Supercomputational tool could uncover molecular underpinnings of rare, deadly arrhythmias
A new supercomputational model of heart tissue allows researchers to estimate the probability of rare heartbeat irregularities that can cause sudden cardiac death. The model, developed by Mark Walker from Johns Hopkins University, is presented in PLOS Computational Biology.
An increased risk of sudden cardiac death is associated with some heart diseases. It occurs when an irregular heartbeat (arrhythmia) interferes with normal electrical signaling in the heart, leading to cardiac arrest. Previous research has shown that simultaneous, spontaneous calcium release by clusters of adjacent heart cells can cause premature heartbeats that trigger these deadly arrhythmias.
Despite their importance, arrhythmias that can cause sudden cardiac death are so rare that estimating their probability is difficult, even for powerful high performance computers. For instance, using a "brute force" approach, more than 1 billion simulations would be required to accurately estimate the probability of an event that has a one in 1 million chance of occurring.
In the new study, the researchers developed a method that requires just hundreds of simulations in order to estimate the probability of a deadly arrhythmia. These simulations are powered by a supercomputational model that, unlike previously developed models, realistically incorporates details of the molecular processes that occur in heart cells.
The researchers demonstrated that, by altering model parameters, they could use the model to investigate how particular molecular processes might control the probability of deadly arrhythmias. They found that specific, molecular-level electrical disruptions associated with heart failure increased the probability of deadly arrhythmias by several orders of magnitude.

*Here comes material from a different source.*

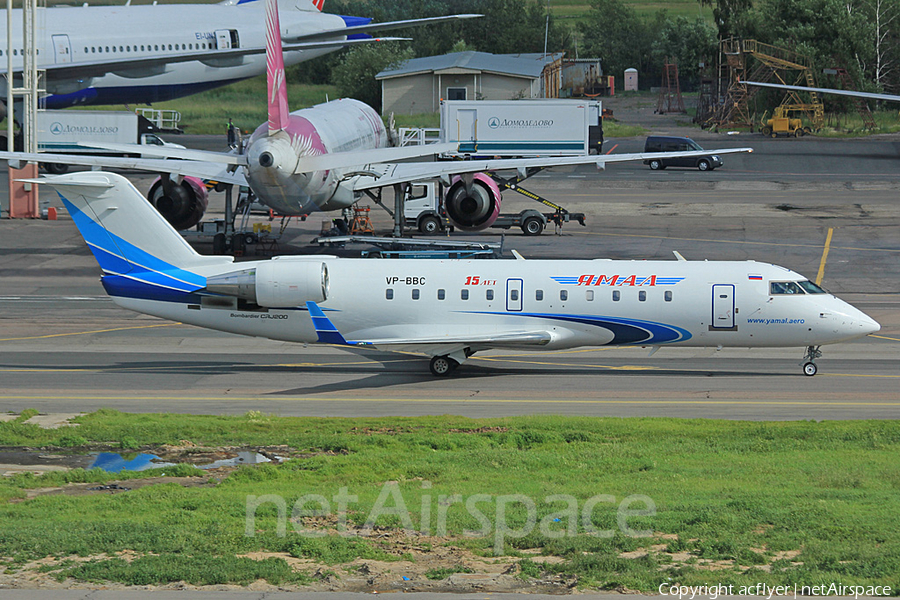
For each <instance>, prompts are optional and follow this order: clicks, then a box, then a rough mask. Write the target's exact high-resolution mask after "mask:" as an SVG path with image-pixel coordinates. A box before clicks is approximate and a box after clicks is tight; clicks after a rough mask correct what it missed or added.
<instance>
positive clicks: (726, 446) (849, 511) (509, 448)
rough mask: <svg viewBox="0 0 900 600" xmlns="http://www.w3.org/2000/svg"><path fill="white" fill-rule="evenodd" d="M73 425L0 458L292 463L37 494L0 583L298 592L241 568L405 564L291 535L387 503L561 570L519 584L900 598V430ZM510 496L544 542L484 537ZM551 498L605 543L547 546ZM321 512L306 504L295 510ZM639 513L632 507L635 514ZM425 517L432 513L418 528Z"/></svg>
mask: <svg viewBox="0 0 900 600" xmlns="http://www.w3.org/2000/svg"><path fill="white" fill-rule="evenodd" d="M77 422H78V423H79V426H78V427H77V428H66V427H63V428H60V429H57V430H44V429H40V428H38V427H36V426H31V425H27V424H24V423H16V422H7V423H0V445H3V446H28V447H41V448H45V449H46V451H52V450H53V448H54V447H57V446H64V445H67V444H69V445H70V444H71V441H72V440H73V439H74V437H75V436H76V432H77V437H78V438H80V439H82V440H84V441H85V442H86V443H88V444H96V445H106V446H108V447H117V446H118V444H119V443H120V442H119V440H121V439H123V438H124V437H125V436H128V437H130V438H132V439H133V440H134V442H135V443H137V444H139V445H140V446H141V447H153V446H154V445H159V444H164V443H167V444H179V443H181V444H183V445H184V442H183V441H182V440H184V441H188V442H191V443H192V444H195V445H197V446H226V445H227V446H238V447H254V446H264V445H275V444H285V445H288V446H290V447H292V448H294V449H296V451H297V452H301V453H304V457H302V458H295V459H292V460H289V461H287V462H286V463H284V464H282V465H273V464H265V465H259V466H255V467H242V468H240V469H238V470H236V471H235V472H234V473H233V474H232V475H231V476H230V477H228V478H226V479H224V480H223V481H221V482H220V483H218V484H215V485H209V486H199V487H182V486H179V485H176V484H164V485H155V486H147V487H143V488H140V489H135V490H133V491H130V492H124V493H118V494H115V495H102V494H101V495H93V496H80V497H70V496H64V495H46V496H39V497H37V498H34V499H31V500H27V501H20V502H16V503H10V502H3V503H0V527H2V531H3V535H2V536H0V559H5V561H6V562H7V568H17V567H16V566H17V565H21V564H23V563H24V562H26V561H28V560H32V559H35V558H41V557H45V556H48V555H49V556H56V557H60V558H65V557H71V556H73V555H76V556H91V557H99V558H98V560H95V561H94V562H89V563H87V564H68V565H65V566H60V567H59V570H58V573H59V576H60V577H63V576H71V577H75V578H77V579H80V580H84V581H101V580H113V581H123V582H126V583H133V582H156V583H160V582H166V581H176V580H180V579H184V580H186V581H197V582H222V581H223V577H224V578H225V580H227V581H231V582H234V583H242V582H245V581H247V580H248V579H252V578H259V577H262V578H265V579H268V580H269V581H272V582H275V581H278V582H288V583H289V582H292V581H295V580H294V579H291V577H294V576H296V577H298V578H299V577H300V576H301V575H302V576H309V574H303V573H295V572H288V571H285V570H284V567H285V565H282V564H281V563H278V562H277V561H274V562H271V563H265V564H260V565H252V564H249V563H246V562H245V559H243V558H242V557H241V555H243V554H246V553H248V552H254V551H266V552H283V553H287V554H290V555H292V556H297V557H307V558H314V559H316V560H317V561H319V562H321V563H325V564H329V565H330V564H342V563H346V562H348V561H350V560H352V559H353V558H356V557H365V558H372V559H380V560H386V559H387V558H386V557H393V558H399V557H400V553H401V552H403V551H404V550H403V549H402V548H399V549H398V548H397V547H393V546H390V545H389V544H386V543H384V542H380V541H379V538H374V539H363V538H358V537H355V536H349V537H345V536H341V535H338V534H334V533H332V534H330V535H328V536H325V537H321V538H307V537H304V536H302V535H299V534H298V533H297V530H306V531H313V532H321V531H322V530H323V527H327V528H328V530H329V531H332V532H335V531H337V532H339V533H340V532H342V531H355V530H356V529H358V528H360V527H363V526H364V525H365V524H366V522H367V520H368V519H369V516H370V512H371V511H372V508H373V507H374V506H375V505H376V503H378V502H379V495H380V494H381V495H382V498H381V502H382V505H383V506H386V507H396V499H397V498H398V497H399V498H401V499H402V500H403V502H404V503H405V506H406V508H407V509H408V512H409V516H410V519H411V525H412V527H413V529H420V528H421V527H422V526H423V525H424V527H425V528H426V529H429V530H430V531H432V532H435V533H438V532H437V526H438V525H437V524H438V522H439V513H440V512H441V511H442V510H443V511H444V513H445V521H446V536H445V538H443V539H449V540H451V542H452V543H454V544H456V545H458V546H464V547H468V548H470V549H472V550H474V551H476V552H478V553H480V554H484V555H491V554H492V553H493V551H494V549H497V548H499V550H500V552H501V553H505V554H507V555H510V556H520V557H521V556H522V554H521V551H522V550H525V549H529V548H538V549H540V552H541V553H542V554H545V555H554V556H560V557H562V558H563V559H564V560H563V561H562V562H561V563H558V564H549V565H538V564H537V563H534V562H531V561H528V562H526V561H522V562H520V563H519V564H520V574H521V575H522V576H525V577H533V576H535V575H536V574H537V573H541V572H544V571H547V572H551V573H558V574H562V575H567V576H575V577H577V578H578V581H579V584H580V585H582V586H585V587H588V588H592V589H615V588H617V587H619V586H624V587H627V588H629V589H636V590H642V591H646V592H651V591H654V590H657V588H658V586H659V585H660V584H662V583H683V584H698V583H706V584H715V583H724V584H728V583H734V584H744V585H747V584H755V583H757V582H767V583H769V584H782V585H789V584H793V582H801V583H803V584H805V585H814V584H816V583H819V582H831V581H839V582H842V583H843V584H846V585H850V584H866V585H869V584H879V585H882V584H886V585H893V586H894V589H895V590H896V589H898V588H900V531H898V528H897V527H896V524H897V514H900V471H898V470H897V467H896V465H897V456H898V451H900V423H898V422H894V421H846V422H821V423H816V422H773V423H765V422H764V423H750V422H735V421H711V420H679V419H628V420H622V419H597V418H586V417H550V416H547V417H544V416H541V417H517V418H505V419H485V420H473V419H465V418H461V417H421V418H372V419H315V418H279V417H272V416H266V415H261V414H259V413H249V414H247V415H244V416H236V417H225V416H219V417H203V416H191V415H165V414H162V415H149V414H146V415H141V414H137V415H135V414H122V413H117V412H114V411H108V410H104V411H98V412H95V413H92V414H89V415H85V416H82V417H79V418H78V419H77ZM179 469H182V467H179ZM183 469H184V470H183V471H175V470H170V469H165V471H166V473H167V474H170V475H171V474H176V476H186V475H193V474H196V470H195V469H193V468H192V467H184V468H183ZM139 475H140V476H147V475H146V473H142V474H139ZM94 477H97V479H94ZM107 477H109V476H107V475H100V474H96V473H94V472H84V471H73V472H71V473H62V474H60V473H51V474H48V475H45V476H43V477H34V476H23V475H20V476H16V477H11V478H5V479H3V480H0V499H3V500H8V499H10V498H14V497H21V496H22V494H23V491H24V490H25V489H30V488H40V487H46V486H59V485H62V484H64V483H66V482H69V481H84V480H90V481H95V480H98V481H103V480H106V478H107ZM117 478H122V477H121V476H117ZM388 482H393V483H390V484H389V485H386V484H388ZM426 482H427V483H426ZM341 488H346V490H344V493H349V494H350V495H356V496H357V498H356V500H354V501H351V502H349V503H348V506H349V509H348V511H347V514H346V520H345V522H344V523H343V524H341V523H339V522H338V523H333V522H332V523H328V524H327V525H322V523H321V522H319V521H316V518H317V517H316V516H315V515H310V514H305V515H304V514H303V513H297V515H298V517H297V518H295V519H294V520H293V521H292V522H291V523H287V524H286V534H285V535H284V536H281V535H279V531H278V523H279V506H278V502H263V503H261V504H260V505H259V507H258V508H257V510H256V512H255V520H254V521H252V522H251V532H252V533H253V535H250V536H248V535H245V527H246V526H247V522H246V520H245V516H246V507H247V506H248V502H250V500H249V499H250V498H251V497H259V496H263V495H275V496H277V497H280V498H282V499H283V500H284V503H285V504H284V506H285V507H286V510H287V514H288V515H290V514H291V508H292V507H294V508H297V507H296V506H295V503H297V501H298V499H300V498H301V497H303V496H304V495H308V494H316V495H319V496H321V497H323V498H324V499H325V500H326V501H327V502H329V503H331V504H332V506H334V505H336V504H337V503H338V500H337V497H338V496H339V495H340V494H341V493H342V492H341ZM454 494H459V495H461V496H462V497H463V498H465V499H471V498H472V497H473V496H474V495H475V494H486V495H487V497H486V498H484V499H483V500H481V501H479V502H480V503H479V504H477V505H476V506H477V507H479V508H480V510H481V511H482V512H483V513H484V518H486V519H487V521H488V524H489V525H490V527H488V530H487V535H482V536H476V537H474V538H473V537H469V536H466V535H465V534H464V532H465V531H466V530H470V531H475V530H478V529H480V528H481V527H482V526H483V525H484V524H483V523H481V522H479V520H478V519H477V518H476V516H475V515H474V514H473V513H471V512H469V511H467V510H466V508H465V505H464V503H461V502H452V501H449V500H447V498H450V497H451V496H452V495H454ZM513 494H522V495H524V496H527V497H528V498H531V499H532V500H533V501H534V502H535V506H536V516H537V522H538V523H544V524H545V525H546V530H544V531H541V528H540V527H535V528H534V529H533V530H532V531H530V532H527V530H526V529H523V530H522V532H523V533H524V534H525V535H524V537H514V536H513V535H509V536H507V537H505V539H502V538H501V539H500V541H499V546H498V540H497V537H496V535H495V533H496V529H495V528H494V527H493V525H494V524H495V522H496V515H497V506H499V505H500V503H501V500H500V496H501V495H513ZM553 494H567V495H570V496H571V498H573V499H574V501H575V502H576V503H577V509H578V510H581V509H582V508H583V506H584V505H585V503H586V501H587V500H588V499H590V498H600V499H599V500H597V501H596V506H595V509H594V510H593V511H590V512H589V513H588V519H589V521H588V522H589V523H590V524H592V525H593V526H594V527H596V528H598V529H601V530H610V531H611V532H613V533H612V535H611V537H596V536H593V535H587V534H586V533H585V532H584V527H583V521H582V520H581V519H580V514H579V515H578V517H579V518H576V519H575V521H574V522H575V524H576V530H577V531H574V532H573V533H574V535H565V536H562V537H558V535H557V534H558V533H560V532H563V531H565V529H566V527H567V526H570V525H571V523H570V520H569V516H570V515H569V514H568V513H567V509H568V508H569V507H568V505H567V503H566V502H563V501H559V500H557V501H552V500H547V497H548V496H550V495H553ZM598 494H606V495H609V496H611V497H612V499H609V498H607V497H600V496H598ZM636 494H639V495H643V496H646V497H649V498H650V499H651V500H652V501H653V502H654V503H655V505H656V512H655V514H648V515H643V516H640V515H636V516H630V517H628V519H627V525H628V526H629V527H631V528H632V529H637V530H643V529H646V530H650V531H652V532H653V535H652V537H631V536H629V535H626V534H624V533H623V532H622V531H621V530H619V529H618V527H617V514H616V507H617V506H618V505H619V504H620V503H621V502H622V501H623V500H624V499H626V498H628V497H631V496H632V495H636ZM441 496H444V499H443V500H441V498H440V497H441ZM385 498H386V499H387V500H386V501H385ZM504 502H506V501H504ZM317 506H319V505H317V504H316V503H315V502H313V503H312V504H311V505H310V504H302V505H301V506H300V507H299V509H311V508H316V507H317ZM505 506H506V508H507V510H506V515H507V523H508V526H509V527H510V528H513V529H516V528H520V529H522V528H524V527H525V525H526V520H525V518H526V513H525V510H524V508H523V505H521V504H520V503H519V504H517V503H516V502H514V501H510V502H507V503H506V504H505ZM645 506H646V504H645V503H644V502H643V501H640V502H638V503H637V504H636V505H634V506H633V508H638V509H639V508H644V507H645ZM423 507H427V511H428V513H430V514H429V515H428V518H426V519H425V520H424V522H423ZM332 512H334V511H332ZM428 513H426V514H428ZM371 524H372V525H374V526H375V527H377V528H384V529H386V530H388V531H391V530H399V529H402V528H403V527H404V525H407V526H408V525H410V523H404V520H403V518H402V517H401V516H398V515H387V516H384V515H383V516H381V517H379V518H377V519H372V521H371ZM416 543H419V542H416ZM655 544H668V547H669V550H670V551H672V552H675V551H678V552H688V553H689V554H690V557H691V558H690V560H688V561H685V562H684V563H683V564H682V563H679V564H672V558H671V556H670V555H668V554H665V553H659V552H649V553H647V554H644V555H641V556H637V557H635V558H628V557H623V556H621V554H622V553H623V552H633V551H635V550H641V549H648V548H649V547H650V546H652V545H655ZM124 550H128V551H131V552H134V553H136V555H137V556H138V557H140V560H135V561H134V562H132V563H130V564H129V563H125V562H124V561H122V560H120V559H118V558H115V555H116V553H118V552H122V551H124ZM786 551H796V552H799V555H797V556H793V557H791V558H790V560H786V559H783V558H782V557H783V554H780V553H782V552H786ZM102 554H105V556H106V557H101V555H102ZM635 554H639V553H635ZM710 560H712V561H732V562H729V563H728V565H730V566H728V565H726V566H725V568H722V569H720V570H715V571H711V570H705V569H704V568H703V566H702V565H703V562H704V561H710ZM529 563H530V564H529ZM793 563H799V564H793ZM761 567H765V568H766V569H767V570H766V571H764V570H762V569H761ZM448 568H451V567H450V566H449V565H448ZM254 569H256V570H254ZM445 576H446V575H445ZM298 580H299V579H298Z"/></svg>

"This study represents an important step forward in understanding how to pinpoint the molecular processes that are the primary regulators of the probability of occurrence of rare arrhythmic events," says study co-author Raimond Winslow. "As such, our approach offers a powerful new computational tool for identifying the optimal drug targets for pharmacotherapy directed at preventing arrhythmias."
"Multiscale [super]computer models are critical to link an improved understanding of drug-disease mechanisms to tissue and organ behavior in complex diseases like heart failure," says Karim Azer, Sr. Director and Head of Systems Pharmacology, Sanofi, who was not involved in the study. He added, "The models provide predictions that can be tested in the laboratory or the clinic, and as such, the pharmaceutical industry is increasingly utilizing mathematical and computational modeling approaches for enabling key drug discovery and development decisions regarding drug and patient characteristics (i.e., towards precision medicine)."
In the future, the team plans to apply their method to three-dimensional cell clusters, instead of the one-dimensional fibers explored in this study. Future work could also employ experiments with engineered human cardiac tissue to help verify the model's predictions.